Contoh Obat Antitusif
Antitusif tersedia dalam bentuk tablet, kapsul, sirup yang bisa di dapat dengan resep dokter atau di jual bebas di apotik atau supermarket. Berikut beberapa contoh obat antitusif[3]:
- Kodein
- Dekstrometorfan
- Hydrocodone
- Metadon
- Butorphanol
- Benzonatate
- Etilmorfin
- Oxeladin
- Noskapin
- Pipazethate
- Isoaminile
- Fominoben
- Clobutinol
- Pholcodine
- Doxofilin
- Candu
- Pentoxyverine
- Normetadon
- Levodropropizine
- Oxolamine
- Levopropoxyphene
Efek Samping Antitusif
Antitusif bisa menyebabkan retensi sputum yang bisa membahayakan pasien dnegan penyakit bronkitis kronis dan bronkiektasis. Kodein sebagian dari obat antitusif opioid memiliki efek konstipasi dan bisa menyebabkan ketergantungan[2].
Semua obat memiliki efek samping dari yang ringan sampai dengan serius tergantung dengan dosis yang diberikan. Berikut ini efek samping dari antitusif :
- Sakit kepala
- Mual
- Sakit perut
- Sembelit
- Gatal
- Ruam
- Hidung tersumbat
- Berkeringat
- Mengantuk
- Sedasi
- Mati rasa di dada
- Sensasi terbakar di mata
- Sensasi “dingin” yang samar
- Nyeri, kemerahan, atau bengkak di tempat obat disuntikkan.
Obat antitusif dengan kandungan kodein atau analgesik opioid sejenis tidak di anjurkan untuk anak usia kurang dari 1 tahun[2].
Beberapa obat antitusif seperti pholcodine, codeine bisa menyebabkan kantuk dan juga sembelit. Terutama untuk kodein bisa menyebabkan ketagihan. Dekstrometorfan bersama dengan obat lian dapat meningkatkan kadar serotinin[1].

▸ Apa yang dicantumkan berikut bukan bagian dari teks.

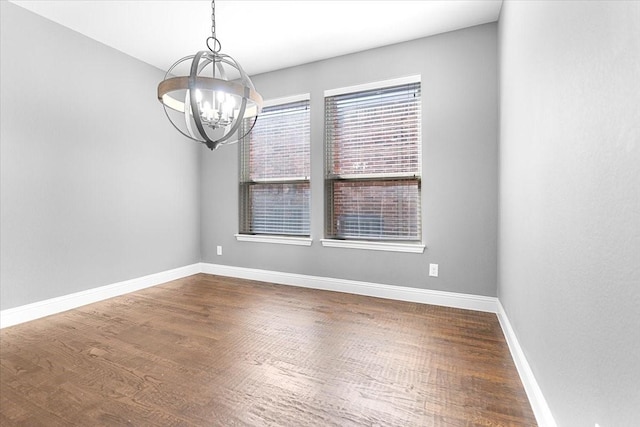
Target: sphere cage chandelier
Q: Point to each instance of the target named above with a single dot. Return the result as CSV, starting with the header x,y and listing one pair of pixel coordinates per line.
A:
x,y
210,102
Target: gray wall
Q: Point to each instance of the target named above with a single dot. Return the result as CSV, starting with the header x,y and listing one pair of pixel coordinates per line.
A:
x,y
96,187
569,276
460,168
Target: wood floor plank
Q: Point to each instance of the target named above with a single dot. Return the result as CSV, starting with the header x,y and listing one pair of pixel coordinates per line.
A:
x,y
216,351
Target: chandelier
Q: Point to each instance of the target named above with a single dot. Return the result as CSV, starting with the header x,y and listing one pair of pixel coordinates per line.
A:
x,y
207,96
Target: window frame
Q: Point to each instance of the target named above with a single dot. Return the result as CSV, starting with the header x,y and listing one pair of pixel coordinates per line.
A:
x,y
287,239
369,243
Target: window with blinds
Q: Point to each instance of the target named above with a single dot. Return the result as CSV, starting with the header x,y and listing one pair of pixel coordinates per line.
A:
x,y
275,170
373,163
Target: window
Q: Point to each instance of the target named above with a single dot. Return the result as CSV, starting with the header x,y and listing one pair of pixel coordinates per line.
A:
x,y
373,162
275,169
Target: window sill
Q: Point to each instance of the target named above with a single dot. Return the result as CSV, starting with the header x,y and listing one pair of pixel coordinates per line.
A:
x,y
281,240
374,246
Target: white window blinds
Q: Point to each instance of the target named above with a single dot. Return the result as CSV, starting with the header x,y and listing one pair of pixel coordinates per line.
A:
x,y
373,164
275,170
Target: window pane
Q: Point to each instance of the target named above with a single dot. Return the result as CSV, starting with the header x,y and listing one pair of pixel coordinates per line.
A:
x,y
374,132
373,164
274,172
381,210
279,208
279,143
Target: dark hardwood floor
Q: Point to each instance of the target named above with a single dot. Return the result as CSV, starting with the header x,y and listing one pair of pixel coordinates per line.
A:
x,y
216,351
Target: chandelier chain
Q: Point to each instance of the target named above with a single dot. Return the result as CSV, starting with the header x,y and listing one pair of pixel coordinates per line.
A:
x,y
217,46
213,19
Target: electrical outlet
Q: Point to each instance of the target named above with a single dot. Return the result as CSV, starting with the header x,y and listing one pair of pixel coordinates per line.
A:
x,y
433,270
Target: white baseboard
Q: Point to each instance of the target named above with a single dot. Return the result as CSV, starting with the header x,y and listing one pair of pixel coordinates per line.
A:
x,y
36,310
401,293
25,313
531,387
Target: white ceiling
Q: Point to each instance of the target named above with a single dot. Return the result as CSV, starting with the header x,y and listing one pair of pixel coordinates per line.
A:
x,y
261,35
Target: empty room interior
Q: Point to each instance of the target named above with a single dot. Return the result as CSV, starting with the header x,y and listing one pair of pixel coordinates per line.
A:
x,y
393,213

Jika anda mengkonsumsi antitusif jangan mengonsumsi obat golongan MAOI. Antitusif memiliki efek terhadap obat lain yang anda konsumsi. Karena memiliki efek samping mengantuk dan pusing, tidak dianjurkan untuk anda mengemudi atau beraktivitas[7].
Jika anda memiliki penyakit yang berisiko mengalami kegagalan pernafasan konsultasikan terlebih dahulu ke dokter.